Aldrich ne s’est pas entendu avec Kirk Douglas. L’acteur cumulant aussi la fonction de producteur, les rapports ont dû être particulièrement tendus. L’un, Douglas, entrainant son personnage vers une extériorisation des sentiments, tandis que l’autre, Aldrich, exécrait tout sentimentalisme. Aldrich rencontre aussi des difficultés avec le scénariste Dalton Trumbo. Le scénariste de Spartacus, écrit au fur et à mesure que le tournage avance. Sa tâche est facilitée par le fait qu’El Perdido est l’adaptation d’un roman. Surtout que Trumbo, s’attelle en parallèle à l’écriture d’Exodus pour Otto Preminger. S’il se passionne pour l’histoire de la création de l’Etat d’Israël, il n’en délaisse pas pour autant El Perdido. Il s’en traduit une sorte d’urgence dans l’écriture, comme s’il n’avait pas eu le temps d’apporter la moindre correction à son texte. De cette fébrilité nait une impression, comme si chaque scène arrivait à une limite, proche du basculement.

Cet élément est particulièrement prégnant dans l’histoire d’amour, ou plutôt dans les histoires d’amour qui irriguent le film. Brendon O’Malley est un poète maudit irlandais perdu dans les immensités du nouveau monde. Un jour, il croise Belle. En bon poète, il est subjugué par la fille dans sa robe jaune, un amour fou et délirant. Il y a du Van Gogh dans O’Malley. Il la perd, tue un homme pour elle. Belle disparaît. Il la retrouve mariée à un propriétaire, alcoolique et plus vieux qu’elle. John (Joseph Cotten) porte sur ses épaules une culpabilité qui le ronge. O’Malley décide de la reconquérir et qu’importe son mari. Sauf que Belle a une fille, Missy (Carol Lynley), 16 ans, qui tombe follement amoureuse de O’Malley. Belle ne veut pas de son poète. Et le shérif Stribling, par concurrence amoureuse, tombe sous le charme de Belle. Petit à petit, Missy réussit à conquérir O’Malley, jusqu’à ce qu’il fasse un transfert sur la gamine en la découvrant avec la robe jaune de la mère. Le baiser qu’ils échangent est un moment vertigineux, incestueux, qui fait basculer le film. Cette circulation des sentiments est particulièrement gonflée. Un seul regret : que Dorothy Malone et Carol Lynley, engoncées dans des robes de saintes nitouches, ne soient pas plus sexy. Le sujet était certainement déjà assez explosif pour ne pas en rajouter.
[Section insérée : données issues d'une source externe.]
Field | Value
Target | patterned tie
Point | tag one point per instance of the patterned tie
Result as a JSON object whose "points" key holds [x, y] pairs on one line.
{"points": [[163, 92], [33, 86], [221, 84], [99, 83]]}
Il n’est pas saugrenu de voir dans la rivalité entre O’Malley et le shérif une sorte d’homosexualité non assumée et à sens unique. Le shérif en bave pour O’Malley. C’est possible, tant l’explication de sa chasse tombe comme un cheveu sur la soupe. Peut-être la présence de Rock Hudson y est-elle pour quelque chose, mais Aldrich n’a jamais hésité à utiliser les « travers » de ses acteurs pour enrichir ses personnages. Il utilise sans vergogne l’alcoolisme de Joseph Cotten, comme il le fera plus tard dans Chut chut chère Charlotte. Malgré les réserves de Robert Aldrich, El Perdido reste l’une de ses œuvres les plus accomplies. Cinéaste de l’affrontement exacerbé en lieu clos, il démontre dans El Perdido sa parfaite maîtrise des grands espaces. Quelques séquences sont vraiment époustouflantes, comme la mort de Joseph Cotten et le duel final en forme de suicide.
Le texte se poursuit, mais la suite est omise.